A uno sguardo attento, i toni paternalistici di cui si è ammantata la retorica assimilazionista, hanno messo a nudo il lato fondamentalmente misogino della politica nazionalista del BJP. Al centro della missione salvifica del governo Modi sono infatti finite le donne kashmire, dipinte come vittime inermi del patriarcato islamico. Anche in questo caso, vi è una certa continuità nella retorica della destra induista che da sempre utilizza le disuguaglianze di genere per raccogliere consensi in chiave anti-musulmana. Facendo riferimento all’abrogazione dell’articolo 35a secondo cui le donne kashmire che sposavano uomini non residenti perdevano la proprietà della terra e il diritto ad acquisirla, il governo indiano si è proposto come salvatore delle donne. Tale discorso è passato nei media nazionali nonostante una sentenza dell’Alta Corte del Jammu e Kashmir avesse già sostanzialmente reso nulla tale clausola garantendo i diritti di proprietà delle donne kashmire indipendentemente dal loro stato civile.

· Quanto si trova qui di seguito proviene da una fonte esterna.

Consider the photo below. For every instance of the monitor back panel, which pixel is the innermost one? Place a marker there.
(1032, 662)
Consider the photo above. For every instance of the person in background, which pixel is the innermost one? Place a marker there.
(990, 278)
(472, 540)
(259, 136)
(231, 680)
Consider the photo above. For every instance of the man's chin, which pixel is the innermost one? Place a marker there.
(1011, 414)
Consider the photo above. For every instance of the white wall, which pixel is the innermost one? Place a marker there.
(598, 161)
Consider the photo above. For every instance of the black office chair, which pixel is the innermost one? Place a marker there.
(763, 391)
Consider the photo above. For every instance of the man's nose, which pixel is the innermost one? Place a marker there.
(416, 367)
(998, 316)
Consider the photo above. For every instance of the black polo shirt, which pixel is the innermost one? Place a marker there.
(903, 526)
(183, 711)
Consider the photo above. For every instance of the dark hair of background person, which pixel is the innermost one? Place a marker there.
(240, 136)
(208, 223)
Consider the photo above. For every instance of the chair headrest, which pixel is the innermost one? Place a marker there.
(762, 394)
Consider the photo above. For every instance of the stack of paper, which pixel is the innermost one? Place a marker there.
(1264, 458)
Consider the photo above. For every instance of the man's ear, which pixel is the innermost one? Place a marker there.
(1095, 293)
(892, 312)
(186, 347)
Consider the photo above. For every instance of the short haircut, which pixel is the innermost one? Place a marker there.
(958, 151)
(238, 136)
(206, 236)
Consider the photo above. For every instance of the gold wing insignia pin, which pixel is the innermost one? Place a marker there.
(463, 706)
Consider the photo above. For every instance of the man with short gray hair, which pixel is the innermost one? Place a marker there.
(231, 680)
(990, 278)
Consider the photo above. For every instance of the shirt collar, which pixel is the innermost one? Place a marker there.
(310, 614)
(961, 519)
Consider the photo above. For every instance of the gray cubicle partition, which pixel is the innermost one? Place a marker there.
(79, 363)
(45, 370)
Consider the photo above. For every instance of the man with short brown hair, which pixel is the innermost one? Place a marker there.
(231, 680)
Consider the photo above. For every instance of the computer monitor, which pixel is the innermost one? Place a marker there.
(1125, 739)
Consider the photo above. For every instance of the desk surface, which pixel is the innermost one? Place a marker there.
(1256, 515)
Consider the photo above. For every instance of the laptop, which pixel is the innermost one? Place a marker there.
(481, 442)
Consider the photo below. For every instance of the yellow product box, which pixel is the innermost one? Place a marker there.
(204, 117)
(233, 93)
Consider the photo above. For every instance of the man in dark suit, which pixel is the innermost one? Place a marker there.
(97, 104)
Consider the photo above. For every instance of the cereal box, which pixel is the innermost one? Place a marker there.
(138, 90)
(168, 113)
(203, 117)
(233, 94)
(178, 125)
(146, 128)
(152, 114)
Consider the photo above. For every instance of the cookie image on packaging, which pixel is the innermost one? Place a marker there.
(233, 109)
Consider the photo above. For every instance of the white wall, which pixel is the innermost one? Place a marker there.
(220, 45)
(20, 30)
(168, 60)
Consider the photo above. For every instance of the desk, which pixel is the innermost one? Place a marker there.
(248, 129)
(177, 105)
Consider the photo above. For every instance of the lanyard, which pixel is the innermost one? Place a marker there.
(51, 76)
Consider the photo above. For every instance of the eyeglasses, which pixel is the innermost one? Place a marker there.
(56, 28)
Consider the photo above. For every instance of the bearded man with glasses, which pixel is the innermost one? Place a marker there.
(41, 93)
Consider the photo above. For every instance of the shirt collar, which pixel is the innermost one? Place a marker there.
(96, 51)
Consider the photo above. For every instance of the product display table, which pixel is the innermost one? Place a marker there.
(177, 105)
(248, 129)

Parallelamente, vari leader del BJP hanno rilasciato dichiarazioni – riprese poi da diversi sostenitori online – che senza troppi veli hanno mostrato come la politica nazionalista della destra induista nel Kashmir passi attraverso l’appropriazione dei corpi delle donne. Un parlamentare del BJP ha così commentato l’annessione del Kashmir: “i membri del partito sono molto felici; gli scapoli potranno sposarsi là [nel Kashmir]. Non ci sono più restrizioni ora. Prima esistevano diverse atrocità nei confronti delle donne. Se una donna del Kashmir si sposava con un uomo dell’Uttar Pradesh, la sua cittadinanza veniva revocata. Esistevano due cittadinanze diverse per l’India e per il Kashmir. I musulmani dovrebbero esultare: possono sposarsi con le donne Kashmire dalla pelle chiara. Tutti dovrebbero festeggiare, sia indù che musulmani. Dovrebbero esserci festeggiamenti in tutto il Paese”. Sulla stessa linea, il 10 agosto, CM Khattar, governatore dello stato indiano dell’Haryana, ha dichiarato che “ora che il Kashmir è aperto, le fidanzate saranno prese da lì. A parte gli scherzi, se si migliora il rapporto demografico tra uomini e donne nel nostro stato, allora si ristabilirà un equilibrio nella società”.

Queste dichiarazioni, in continuità con quelle che giustificano la mossa del governo indiano come un atto di liberazione delle donne del Kashmir, sono spesso trascurate nelle analisi politiche, in particolare quando l’attenzione si focalizza sulle ricadute dell’annessione in termini di sviluppo economico e modernità. Trascurarle tuttavia significa perdere di vista come il controllo dei corpi delle donne sottenda a un progetto di state-crafting e leadership nazionalista che permea l’agenda politica dell’India nei confronti del Kashmir, dei musulmani indiani e dei rapporti con i Paesi vicini, con risvolti potenzialmente inquietanti per i diritti di cittadinanza e la sicurezza nella regione.

 

Religione, genere e cittadinanza: la nazione secondo Modi

Per contestualizzare la politica di Modi in Kashmir è necessario uno sguardo ad altre misure che stanno caratterizzando il suo secondo mandato alla guida del Paese. Mentre il governo evita di entrare nel merito delle critiche riguardo la sua politica economica a fronte del peggior rallentamento dell’ultima decade, sta dall’altro puntando su un’esplicita politica nazionalista anti-musulmana, mai così palesemente esplicitata da esponenti di spicco del BJP e attuata attraverso provvedimenti legislativi.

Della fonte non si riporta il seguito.